Baha’is celebrate Naw-Ruz—New Year’s Day—on the first day of spring, the vernal equinox.
Celebrated like most happy holy days, Baha’i New Year observances often include singing, eating, dancing and socializing. Naw-Ruz brings a warm, diverse and loving group of people together to celebrate, have fun, enjoy each other’s company and truly welcome the exciting, unlimited possibilities of the new year.
But why do Baha’is and others celebrate Naw-Ruz on the first day of spring in the Northern hemisphere (and the first day of autumn in the Southern hemisphere)? What’s up with New Year’s in March?

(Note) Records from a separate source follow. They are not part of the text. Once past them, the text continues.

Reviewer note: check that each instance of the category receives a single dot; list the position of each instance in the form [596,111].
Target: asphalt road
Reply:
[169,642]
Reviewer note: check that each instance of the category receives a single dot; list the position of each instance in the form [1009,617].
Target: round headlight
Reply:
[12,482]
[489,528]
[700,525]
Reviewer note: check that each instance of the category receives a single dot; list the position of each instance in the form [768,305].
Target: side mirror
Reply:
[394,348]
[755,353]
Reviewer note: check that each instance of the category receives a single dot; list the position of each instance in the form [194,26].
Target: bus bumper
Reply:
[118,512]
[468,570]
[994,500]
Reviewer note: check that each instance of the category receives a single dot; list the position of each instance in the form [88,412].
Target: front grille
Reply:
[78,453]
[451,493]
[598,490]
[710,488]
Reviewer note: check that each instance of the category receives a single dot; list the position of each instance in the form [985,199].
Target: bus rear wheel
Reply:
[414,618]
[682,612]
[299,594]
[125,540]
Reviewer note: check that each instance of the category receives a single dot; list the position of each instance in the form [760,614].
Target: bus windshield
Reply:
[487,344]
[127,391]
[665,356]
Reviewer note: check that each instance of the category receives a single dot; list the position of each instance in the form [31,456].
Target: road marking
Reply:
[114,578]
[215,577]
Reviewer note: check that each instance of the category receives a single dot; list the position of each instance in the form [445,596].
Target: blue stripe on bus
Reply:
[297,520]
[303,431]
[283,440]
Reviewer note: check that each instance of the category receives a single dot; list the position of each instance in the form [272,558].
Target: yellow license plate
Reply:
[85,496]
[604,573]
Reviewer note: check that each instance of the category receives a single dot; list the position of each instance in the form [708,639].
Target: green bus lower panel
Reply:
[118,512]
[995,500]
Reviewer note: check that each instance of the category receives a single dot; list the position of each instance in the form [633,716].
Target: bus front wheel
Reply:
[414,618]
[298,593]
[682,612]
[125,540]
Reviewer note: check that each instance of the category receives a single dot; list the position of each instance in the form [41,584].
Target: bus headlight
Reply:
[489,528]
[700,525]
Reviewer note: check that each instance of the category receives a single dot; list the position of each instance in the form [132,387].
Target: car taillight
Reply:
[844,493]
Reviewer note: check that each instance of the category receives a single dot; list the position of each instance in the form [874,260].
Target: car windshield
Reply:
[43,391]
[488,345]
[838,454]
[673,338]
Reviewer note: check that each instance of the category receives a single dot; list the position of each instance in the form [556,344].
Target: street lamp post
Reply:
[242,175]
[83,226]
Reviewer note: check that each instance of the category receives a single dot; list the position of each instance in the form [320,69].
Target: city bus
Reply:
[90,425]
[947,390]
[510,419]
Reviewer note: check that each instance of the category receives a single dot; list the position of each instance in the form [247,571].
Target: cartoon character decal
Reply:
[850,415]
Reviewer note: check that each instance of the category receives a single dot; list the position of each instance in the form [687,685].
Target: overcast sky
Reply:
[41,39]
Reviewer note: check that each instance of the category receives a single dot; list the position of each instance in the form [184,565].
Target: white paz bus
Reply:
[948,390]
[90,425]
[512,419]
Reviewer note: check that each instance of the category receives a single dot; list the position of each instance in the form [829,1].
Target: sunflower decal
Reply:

As one of the world’s oldest holidays, no one really knows when or why people observed the first Naw-Ruz. But for millennia, the world’s indigenous cultures have made the changing of the seasons—the two equinoxes and the two solstices—days of special celebration. For those reasons and many more, Baha’is believe, the changing of the seasons has deep spiritual symbolism:
… just as the solar cycle has its four seasons, the cycle of the Sun of Reality has its distinct and successive periods. Each brings its vernal season or springtime. When the Sun of Reality returns to quicken the world of mankind a divine bounty descends from the heaven of generosity. The realm of thoughts and ideals is set in motion and blessed with new life. Minds are developed, hopes brighten, aspirations become spiritual, the virtues of the human world appear with freshened power of growth and the image and likeness of God become visible in man. It is the springtime of the inner world…
In it the former springtime has returned, the world is resuscitated, illumined and attains spirituality; religion is renewed and reorganized, hearts are turned to God, the summons of God is heard and life is again bestowed upon man. – Abdu’l-Baha, The Promulgation of Universal Peace, p. 95.
This year’s Naw-Ruz, which occurs almost 175 years after the beginning of the Baha’i Faith, marks a celebratory feast of that spiritual and physical springtime. In the global North, as flowers bloom and trees bud out and birds trill in their branches—and as the hot season of summer turns to the beauty of autumn in the global South—Baha’is will smile and laugh and hug each other warmly. They’ll truly “eat, drink and be merry,” in the oldest and best sense of that happy phrase.
The annual 19-day Baha’i fasting period comes to a close on the day before Naw-Ruz; which means the Baha’is have prepared for the coming year by practicing detachment from this material world, symbolically cleansing the detritus of the old—in the same way the winter storms wash away last year’s dead leaves. Abstaining from food and drink from sunrise to sunset every day, the Baha’i Fast has a powerful impact on those who practice it, emptying their stomachs as it fills their souls. When the Fast comes to a close the New Year begins.
For Baha’is, though, Naw-Ruz isn’t just a party. It has a much deeper meaning, serving as a reminder of the oneness of all the messengers of God, and the spiritual springtime they each brought to humanity. Abdu’l-Baha explained that Naw-Ruz represents not only the renewal of life on the Earth, but a time when a re-awakening of the spirit occurs and the light of a new revelation shines equally upon the entirety of God’s creation:
It is new year—that is to say, the rounding of the cycle of the year. A year is the expression of a cycle (of the sun). But now is the beginning of a cycle of Reality, a New Cycle, a New Age, a New Century, a New Time, and a New Year. Therefore, it is very blessed.
The rising of the sun at the equinox is the symbol of life, and likewise it is the symbol of the Divine Manifestations of God, for the rising of the Sun of Truth in the Heaven of Divine Bounty established the signal of Life for the world. The human reality begins to live, our thoughts are transformed and our intelligence is quickened. The Sun of Truth bestows eternal life just as the solar sun is the cause of terrestrial life.
This period of time is the Promised Age … Soon the whole world, as in springtime, will change its garb … The New Year hath appeared and the spiritual springtime is at hand. – Abdu’l-Baha, Star of the West, Volume 9, p. 345.